I would later remember Vince's words not so much as words, but as a distant tolling, accompanied by a palpable change in the weight of the air around me.

"We've looked everywhere," Vince added. "All over the house. The neighborhood. We can't find her anywhere, and so I thought maybe ... Keith..."

"I'll get him up," I said quickly. "I'll call you right back"

"Thanks," Vince said softly. "Thank you."

I hung up and glanced toward Meredith. She read the expression on my face and looked suddenly troubled.

"It's Amy," I told her. "They can't find her. She wasn't in her room this morning. They've looked everywhere, but so far, nothing."

"Oh, no," Meredith whispered.

"We have to talk to Keith."

We walked upstairs together. I tapped at Keiths door. No answer. I tapped again. "Keith?"

There was still no answer and so I tried the door. As always, it was locked. I tapped again, this time much more loudly. "Keith, get up. This is important."

I heard a low moan, then the pad of Keiths feet as he walked to the door. "What is it?" he groaned without opening it.

"It's about Amy Giordano," I said. "Her father just called. They can't find her."

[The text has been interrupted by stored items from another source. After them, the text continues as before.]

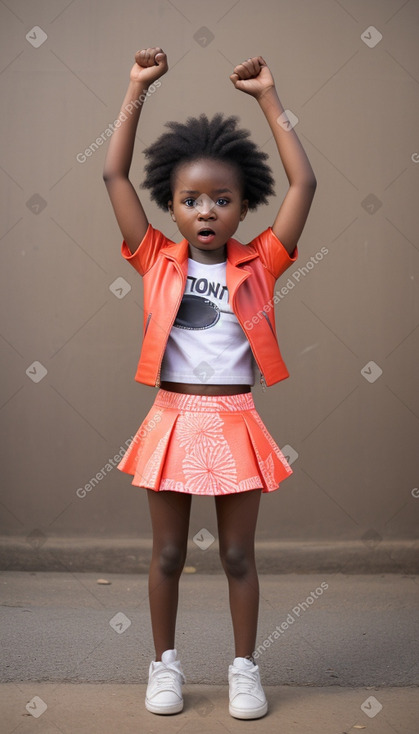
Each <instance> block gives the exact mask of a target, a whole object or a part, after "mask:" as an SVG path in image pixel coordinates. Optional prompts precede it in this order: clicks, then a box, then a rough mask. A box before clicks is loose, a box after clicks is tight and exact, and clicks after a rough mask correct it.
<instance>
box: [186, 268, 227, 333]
mask: <svg viewBox="0 0 419 734" xmlns="http://www.w3.org/2000/svg"><path fill="white" fill-rule="evenodd" d="M194 280H196V278H194ZM200 280H205V278H201V279H200ZM224 287H225V286H224ZM219 318H220V309H219V308H218V306H217V304H216V303H213V302H212V301H209V300H208V299H207V298H201V296H193V295H191V294H190V293H185V294H184V296H183V298H182V301H181V304H180V306H179V310H178V312H177V316H176V319H175V322H174V324H173V326H177V327H178V329H209V328H210V327H211V326H214V325H215V324H216V323H217V321H218V320H219Z"/></svg>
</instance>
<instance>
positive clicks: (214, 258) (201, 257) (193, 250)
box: [189, 244, 227, 265]
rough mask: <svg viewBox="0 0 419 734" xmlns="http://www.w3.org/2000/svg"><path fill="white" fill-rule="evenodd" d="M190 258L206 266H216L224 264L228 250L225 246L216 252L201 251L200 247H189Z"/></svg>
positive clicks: (212, 250)
mask: <svg viewBox="0 0 419 734" xmlns="http://www.w3.org/2000/svg"><path fill="white" fill-rule="evenodd" d="M189 257H190V258H191V260H196V262H199V263H203V264H204V265H216V264H217V263H223V262H225V261H226V259H227V248H226V246H225V245H223V246H222V247H217V249H216V250H200V249H199V248H198V247H194V246H193V245H191V244H190V245H189Z"/></svg>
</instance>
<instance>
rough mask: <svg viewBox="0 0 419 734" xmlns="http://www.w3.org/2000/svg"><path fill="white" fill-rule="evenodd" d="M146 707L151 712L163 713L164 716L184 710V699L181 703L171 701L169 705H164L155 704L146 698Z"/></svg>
mask: <svg viewBox="0 0 419 734" xmlns="http://www.w3.org/2000/svg"><path fill="white" fill-rule="evenodd" d="M145 707H146V709H147V711H150V713H151V714H162V715H163V716H165V715H168V714H180V712H181V711H182V710H183V701H180V702H179V703H171V704H169V705H168V706H162V705H161V704H153V703H151V701H148V700H147V699H146V700H145Z"/></svg>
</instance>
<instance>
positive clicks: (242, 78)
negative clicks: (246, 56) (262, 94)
mask: <svg viewBox="0 0 419 734" xmlns="http://www.w3.org/2000/svg"><path fill="white" fill-rule="evenodd" d="M230 79H231V81H232V82H233V84H234V86H235V87H236V89H240V91H241V92H246V94H250V95H252V97H256V99H258V98H259V97H261V96H262V94H264V93H265V92H266V91H267V90H268V89H269V88H270V87H274V86H275V82H274V79H273V76H272V74H271V72H270V71H269V68H268V65H267V63H266V61H265V60H264V59H263V58H262V56H254V57H253V58H252V59H248V60H247V61H243V63H242V64H238V65H237V66H236V67H235V68H234V71H233V73H232V75H231V76H230Z"/></svg>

The door opened slightly and a watery eye seemed to swim toward me like a small blue fish through the murky water of an aquarium.

"Can't find her?" Keith asked.

"That's what I said."

Meredith pressed near the door. "Get dressed and come downstairs, Keith," she said. Her voice was quite stern, like a teacher's. "Hurry up."

We walked back downstairs and sat at the kitchen table and waited for Keith to come join us.

"Maybe she just went for a walk," I said.

Meredith looked at me worriedly. "If something happened to Amy, Keith would be the one they'd suspect."

"Meredith, there's no point in—"

"Maybe we should call Leo."

"Leo? No. Keith doesn't need a lawyer."

"Yes, but—"

"Meredith, all we're going to do is ask Keith a few questions. When he last saw Amy. If she seemed okay. Then I'm going to call Vince and tell him what Keith said." I looked at her pointedly. "Okay?"

She nodded tensely. "Yes, fine."

Keith slouched down the stairs, still drowsy, scratching his head. "Now ... what did you say about Amy?" he asked, as he slumped down in a chair at the kitchen table.

"She's missing," I told him.

Keith rubbed his eyes with his fists. "That's crazy," he said, with a light, dismissive grunt.

Meredith leaned forward, her voice measured. "This is serious, Keith. Where was Amy when you left the Giordanos' house last night?"

"In her bedroom," Keith answered, still drowsy, but now coming a bit more to life. "I read her a story. Then I went to the living room and watched TV."

"When did you read her the story?"

"About eight-thirty, I guess."

"Don't guess," Meredith snapped. "Don't guess about anything, Keith."

For the first time the gravity of the situation registered on Keith's face. "She's really missing?" he asked, as if everything up to now had been some kind of joke.

"What do you think we've been saying, Keith?" Meredith asked.

"Listen," I said to him. "I want you to think carefully, because I have to call Mr. Giordano and tell him exactly what you tell me. So, like your mother says, Keith, don't guess about anything."

He nodded, and I could see that it had sunk in fully now. "Okay, sure," he said.

"All right," I began. "You didn't see Amy again, right? Not after you read her that story?"

"No."

"Are you sure?"

"Yes," Keith answered emphatically. His gaze darted over to Meredith. "I didn't see her again."